Constructing an NPZ file
A StaticFrame NPZ is a typical uncompressed ZIP file that incorporates array knowledge in NPY information and metadata (with element sorts and names) in a JSON file.
Contemplating the NPZ file for the Body
above we will point out its contents ZipFile
. The archive incorporates six NPY information and one JSON file.
>>> with ZipFile('/tmp/body.npz') as zf: print(zf.namelist())
['__values_index_0__.npy', '__values_index_1__.npy', '__values_columns_0__.npy', '__values_columns_1__.npy', '__blocks_0__.npy', '__blocks_1__.npy', '__meta__.json']
Within the picture under, these information are mapped to parts of the DataFrame diagram.
StaticFrame extends the NPZ format with metadata in a JSON file. This file defines title attributes, element sorts, and depth counts.
>>> with ZipFile('/tmp/body.npz') as zf: print(zf.open('__meta__.json').learn())
b'"__names__": ["p", "r", "q"], "__types__": ["IndexHierarchy", "IndexHierarchy"], "__types_index__": ["IndexYearMonth", "Index"], "__types_columns__": ["Index", "Index"], "__depths__": [2, 2, 2]'
Within the picture under are parts of the __meta__.json
file are assigned to parts of the DataFrame diagram.

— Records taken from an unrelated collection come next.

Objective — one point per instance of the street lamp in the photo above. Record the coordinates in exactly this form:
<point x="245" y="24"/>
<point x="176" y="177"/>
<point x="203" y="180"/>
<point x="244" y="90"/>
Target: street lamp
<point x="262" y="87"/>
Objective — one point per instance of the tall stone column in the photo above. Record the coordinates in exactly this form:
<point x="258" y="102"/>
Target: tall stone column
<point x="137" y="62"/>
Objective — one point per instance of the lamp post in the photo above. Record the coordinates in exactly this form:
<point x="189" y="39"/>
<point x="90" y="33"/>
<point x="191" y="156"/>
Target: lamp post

As a easy ZIP file, instruments to extract the contents of a StaticFrame NPZ are ubiquitous. Alternatively, the ZIP format, given its historical past and broad options, entails efficiency overhead. StaticFrame implements a customized ZIP reader optimized for NPZ utilization, which contributes to NPZ’s wonderful studying efficiency.
The efficiency of DataFrame serialization is crucial for a lot of purposes. Though Parquet enjoys broad help, its generality compromises sort specificity and efficiency. StaticFrame NPZ can learn and write DataFrames as much as ten instances quicker than Parquet, with or with out compression, with comparable (or solely modestly bigger) file sizes. Whereas Feather is a pretty various, NPZ’s learn efficiency remains to be typically twice as quick as Feather. When knowledge I/O is a bottleneck (and it typically is), StaticFrame NPZ offers an answer.